And since death is universal, the artists that play with Bingham on Good Grief also brought their own experiences of loss to recording sessions for the album at his lakefront Bedtown Studios in rural Virginia.

“Death used to be my biggest fear,” he tells me over lunch in Hillsborough. “I couldn’t talk about it. And losing three people close to me in one year broke that all up and redefined how I feel about death.” Now, he says, “it’s OK to write about it! There’s no longer a fear.”

Bingham has never been afraid to work hard. He’s busy—touring with Hiss Golden Messenger, producing and engineering for a growing circle of Triangle friends, and maintaining his circa-1800 Hillsborough homestead and home studio with his wife, Carley, and their two boisterous dogs. As he said last year when he launched Magic Al, the new artist name and production project, is “a place to finally call my own—keeping the joy afloat while holding space for the harder things.”

That ethos is evident on album opener “Cryin’ at the Party,” in which handclaps and disco beats meld with heartfelt lyrics (“We all feel you around / Your distant company drifts with me”). Released as Good Grief’s final single, accompanied by a photo montage of John, the best friend, Bingham calls it the most direct song on the record.

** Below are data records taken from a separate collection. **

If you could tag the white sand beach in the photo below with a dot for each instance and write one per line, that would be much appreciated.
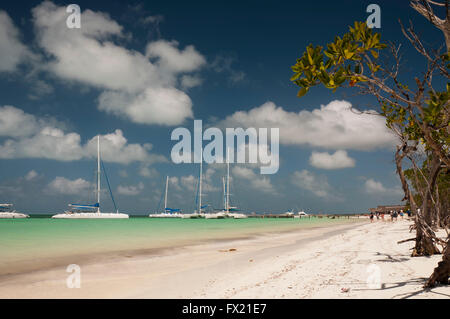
(328, 262)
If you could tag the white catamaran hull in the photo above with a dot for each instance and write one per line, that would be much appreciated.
(13, 215)
(238, 215)
(194, 215)
(165, 215)
(90, 216)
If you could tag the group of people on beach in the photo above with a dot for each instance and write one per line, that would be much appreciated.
(392, 213)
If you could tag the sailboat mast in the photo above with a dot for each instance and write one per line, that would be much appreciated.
(228, 182)
(200, 183)
(165, 195)
(98, 173)
(224, 193)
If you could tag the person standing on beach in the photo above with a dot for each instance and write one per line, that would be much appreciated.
(394, 215)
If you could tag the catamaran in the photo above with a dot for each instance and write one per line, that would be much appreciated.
(168, 212)
(199, 213)
(8, 211)
(81, 211)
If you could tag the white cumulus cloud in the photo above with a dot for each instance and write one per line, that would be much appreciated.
(62, 185)
(130, 190)
(332, 126)
(339, 159)
(12, 51)
(34, 137)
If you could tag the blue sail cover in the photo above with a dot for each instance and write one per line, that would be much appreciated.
(80, 206)
(173, 210)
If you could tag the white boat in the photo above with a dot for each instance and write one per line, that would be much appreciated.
(199, 213)
(301, 214)
(168, 212)
(8, 211)
(228, 211)
(77, 211)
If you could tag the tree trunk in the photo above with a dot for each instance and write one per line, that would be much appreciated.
(425, 245)
(441, 273)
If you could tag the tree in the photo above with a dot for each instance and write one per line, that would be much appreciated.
(418, 115)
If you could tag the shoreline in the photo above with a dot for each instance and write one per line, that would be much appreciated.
(317, 263)
(38, 263)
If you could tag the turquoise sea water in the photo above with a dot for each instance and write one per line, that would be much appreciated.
(26, 239)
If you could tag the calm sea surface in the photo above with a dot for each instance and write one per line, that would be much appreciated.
(23, 239)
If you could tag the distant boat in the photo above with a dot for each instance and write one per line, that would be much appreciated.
(199, 212)
(81, 211)
(228, 211)
(8, 211)
(168, 212)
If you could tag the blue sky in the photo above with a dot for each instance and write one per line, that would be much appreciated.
(136, 70)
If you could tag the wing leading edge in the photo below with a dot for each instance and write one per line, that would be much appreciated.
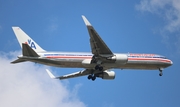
(72, 75)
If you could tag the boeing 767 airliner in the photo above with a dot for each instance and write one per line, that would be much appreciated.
(96, 64)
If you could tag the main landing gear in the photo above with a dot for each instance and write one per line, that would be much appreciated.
(92, 76)
(160, 71)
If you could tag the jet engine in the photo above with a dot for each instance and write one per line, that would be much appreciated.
(120, 58)
(107, 75)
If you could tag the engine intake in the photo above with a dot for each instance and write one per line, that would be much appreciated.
(107, 75)
(120, 58)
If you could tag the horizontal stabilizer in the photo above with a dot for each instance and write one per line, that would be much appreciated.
(18, 61)
(28, 51)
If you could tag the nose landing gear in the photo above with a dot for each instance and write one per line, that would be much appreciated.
(160, 71)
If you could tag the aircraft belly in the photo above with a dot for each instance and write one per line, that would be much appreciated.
(77, 63)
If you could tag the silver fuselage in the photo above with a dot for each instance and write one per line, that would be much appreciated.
(74, 60)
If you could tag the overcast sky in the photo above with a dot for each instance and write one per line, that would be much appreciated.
(138, 26)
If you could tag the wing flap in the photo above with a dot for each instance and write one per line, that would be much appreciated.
(72, 75)
(98, 46)
(18, 61)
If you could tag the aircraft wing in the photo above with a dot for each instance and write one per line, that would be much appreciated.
(98, 47)
(72, 75)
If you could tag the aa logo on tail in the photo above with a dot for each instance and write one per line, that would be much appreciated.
(31, 44)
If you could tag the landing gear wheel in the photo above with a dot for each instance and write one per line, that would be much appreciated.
(100, 68)
(160, 71)
(90, 77)
(96, 67)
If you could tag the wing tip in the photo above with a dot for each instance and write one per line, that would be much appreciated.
(86, 21)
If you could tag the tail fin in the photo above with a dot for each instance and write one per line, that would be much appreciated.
(24, 38)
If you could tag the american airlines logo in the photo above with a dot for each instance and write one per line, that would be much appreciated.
(31, 44)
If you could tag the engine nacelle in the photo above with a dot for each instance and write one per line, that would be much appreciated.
(120, 58)
(107, 75)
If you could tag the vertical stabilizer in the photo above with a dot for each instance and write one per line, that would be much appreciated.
(23, 38)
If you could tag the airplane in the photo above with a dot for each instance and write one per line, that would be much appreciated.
(97, 63)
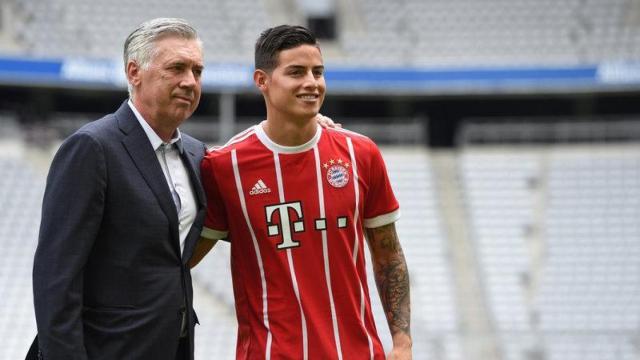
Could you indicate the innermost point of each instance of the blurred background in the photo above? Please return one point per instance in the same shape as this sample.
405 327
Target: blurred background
511 130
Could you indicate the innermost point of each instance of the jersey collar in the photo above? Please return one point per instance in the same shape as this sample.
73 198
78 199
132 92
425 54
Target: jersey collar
264 139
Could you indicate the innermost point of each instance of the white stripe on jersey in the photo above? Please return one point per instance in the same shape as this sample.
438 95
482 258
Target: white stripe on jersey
294 279
238 137
325 253
243 204
356 188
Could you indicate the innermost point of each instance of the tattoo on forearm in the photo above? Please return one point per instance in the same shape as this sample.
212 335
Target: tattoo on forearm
392 277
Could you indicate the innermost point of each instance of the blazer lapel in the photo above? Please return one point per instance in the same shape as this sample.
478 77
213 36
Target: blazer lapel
137 145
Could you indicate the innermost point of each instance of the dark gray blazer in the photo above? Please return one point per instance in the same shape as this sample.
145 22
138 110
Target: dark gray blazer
108 279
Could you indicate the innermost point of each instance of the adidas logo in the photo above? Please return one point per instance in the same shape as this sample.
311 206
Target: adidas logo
259 188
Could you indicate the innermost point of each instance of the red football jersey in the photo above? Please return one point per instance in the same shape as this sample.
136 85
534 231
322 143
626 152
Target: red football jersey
295 219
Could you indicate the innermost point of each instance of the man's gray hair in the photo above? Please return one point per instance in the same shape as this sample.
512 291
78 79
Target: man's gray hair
140 44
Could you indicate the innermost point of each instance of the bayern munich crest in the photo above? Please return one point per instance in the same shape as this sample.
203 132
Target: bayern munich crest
337 173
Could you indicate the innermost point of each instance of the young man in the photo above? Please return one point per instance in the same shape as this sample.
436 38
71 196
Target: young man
296 201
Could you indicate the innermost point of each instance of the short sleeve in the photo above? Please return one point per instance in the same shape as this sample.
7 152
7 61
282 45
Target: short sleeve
215 224
380 204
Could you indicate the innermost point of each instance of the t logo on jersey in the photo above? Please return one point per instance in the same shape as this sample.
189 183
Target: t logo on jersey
285 226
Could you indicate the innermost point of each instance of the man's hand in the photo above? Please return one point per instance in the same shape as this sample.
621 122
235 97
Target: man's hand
326 122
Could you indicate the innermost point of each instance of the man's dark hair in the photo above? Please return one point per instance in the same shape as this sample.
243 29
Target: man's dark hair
276 39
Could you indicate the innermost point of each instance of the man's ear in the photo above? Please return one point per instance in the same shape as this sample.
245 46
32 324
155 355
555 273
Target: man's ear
260 78
133 73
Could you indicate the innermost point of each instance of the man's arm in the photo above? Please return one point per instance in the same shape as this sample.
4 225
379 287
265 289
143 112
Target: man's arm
202 248
72 212
392 279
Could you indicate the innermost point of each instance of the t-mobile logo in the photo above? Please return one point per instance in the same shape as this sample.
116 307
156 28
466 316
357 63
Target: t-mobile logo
284 227
289 225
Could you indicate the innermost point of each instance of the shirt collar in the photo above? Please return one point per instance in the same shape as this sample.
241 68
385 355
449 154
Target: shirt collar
155 140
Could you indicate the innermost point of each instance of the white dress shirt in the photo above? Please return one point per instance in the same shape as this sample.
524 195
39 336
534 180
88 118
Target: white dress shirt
175 173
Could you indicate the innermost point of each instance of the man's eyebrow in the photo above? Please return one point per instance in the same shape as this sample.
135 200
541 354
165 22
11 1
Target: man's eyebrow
297 67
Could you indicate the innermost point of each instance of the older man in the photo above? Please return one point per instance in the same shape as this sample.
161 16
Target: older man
122 211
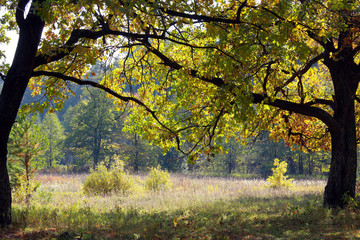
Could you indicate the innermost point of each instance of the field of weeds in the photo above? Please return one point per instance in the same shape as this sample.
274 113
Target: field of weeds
194 208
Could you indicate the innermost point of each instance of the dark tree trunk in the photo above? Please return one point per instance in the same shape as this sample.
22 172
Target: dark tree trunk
301 165
342 176
310 165
13 91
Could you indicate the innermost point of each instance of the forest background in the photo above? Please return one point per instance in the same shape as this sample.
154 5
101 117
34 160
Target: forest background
89 130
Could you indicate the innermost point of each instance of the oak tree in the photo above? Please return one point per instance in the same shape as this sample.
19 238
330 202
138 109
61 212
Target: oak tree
199 70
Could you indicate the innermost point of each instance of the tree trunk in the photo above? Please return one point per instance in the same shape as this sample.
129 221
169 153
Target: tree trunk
342 175
5 191
301 165
13 91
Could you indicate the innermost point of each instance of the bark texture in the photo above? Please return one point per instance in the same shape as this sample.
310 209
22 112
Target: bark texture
342 176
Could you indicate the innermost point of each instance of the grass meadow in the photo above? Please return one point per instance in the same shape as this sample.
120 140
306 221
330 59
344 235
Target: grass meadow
194 208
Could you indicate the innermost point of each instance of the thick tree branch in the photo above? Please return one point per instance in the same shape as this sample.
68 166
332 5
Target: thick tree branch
304 109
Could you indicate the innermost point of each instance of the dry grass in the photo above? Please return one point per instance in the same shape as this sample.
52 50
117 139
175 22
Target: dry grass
195 208
65 191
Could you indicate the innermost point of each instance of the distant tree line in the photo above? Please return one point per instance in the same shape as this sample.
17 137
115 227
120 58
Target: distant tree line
90 131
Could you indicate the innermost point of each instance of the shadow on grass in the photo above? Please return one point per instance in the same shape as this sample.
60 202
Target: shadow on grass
243 218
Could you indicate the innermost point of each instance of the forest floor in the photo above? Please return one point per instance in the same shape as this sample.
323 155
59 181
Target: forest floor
194 208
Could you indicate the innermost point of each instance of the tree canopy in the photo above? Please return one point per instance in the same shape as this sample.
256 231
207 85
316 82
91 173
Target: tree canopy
198 71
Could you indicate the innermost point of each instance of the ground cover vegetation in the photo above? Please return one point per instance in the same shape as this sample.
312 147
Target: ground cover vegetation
193 208
192 75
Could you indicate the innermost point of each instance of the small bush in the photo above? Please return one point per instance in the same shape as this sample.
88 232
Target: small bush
103 181
158 180
278 179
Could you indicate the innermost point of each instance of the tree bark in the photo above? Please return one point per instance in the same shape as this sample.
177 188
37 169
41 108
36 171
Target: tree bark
13 91
342 175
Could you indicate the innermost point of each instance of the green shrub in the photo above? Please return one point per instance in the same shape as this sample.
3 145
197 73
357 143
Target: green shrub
158 180
278 179
103 181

It was also the last to make the cut. Bingham didn’t intend to sing lead on the song; initially, he laid down a scratch vocal and circulated it among collaborators. His good friend Chris Frisina, who performs as Lou Hazel, stepped in. Bingham adopts Frisina’s New York accent to tell the story: “Chris called me and said, ‘No frickin’ way! Your scratch vocal is it.’ Then [Chris] called everybody else and said, ‘Nobody but Al is singing on this!’ I think of producing as fishing, and Chris is my biggest, dumbest fish. When his eyebrow goes up, I know he’ll bite. He’s the creative lubricant that gets the energy going.”

Frisina wrote and sang lead on “Party for One,” drawing on memories of a lackluster high school prom. The dual party songs pull listeners in opposite directions, mixing elation with sadness, a juxtaposition that also extends to “Hello,” in which Bingham nails a blend of Petty-esque guitar riffs, Dilla-style beats, and folksy vocals from frequent collaborators Vivian Leva (of Viv & Riley) and Taylor Meier (of CAAMP).

“I’ve always felt this spiritual connection between old-time music and beat-making,” Bingham says. “There’s deep emotional value in both of them.”

He juxtaposed Leva’s ethereal voice with a jaunty beat that “always feels like it’s falling backward.” The result? “Magical,” Bingham says. “On ‘Party for One’ and ‘Hello,’ we found that duality I often search for.”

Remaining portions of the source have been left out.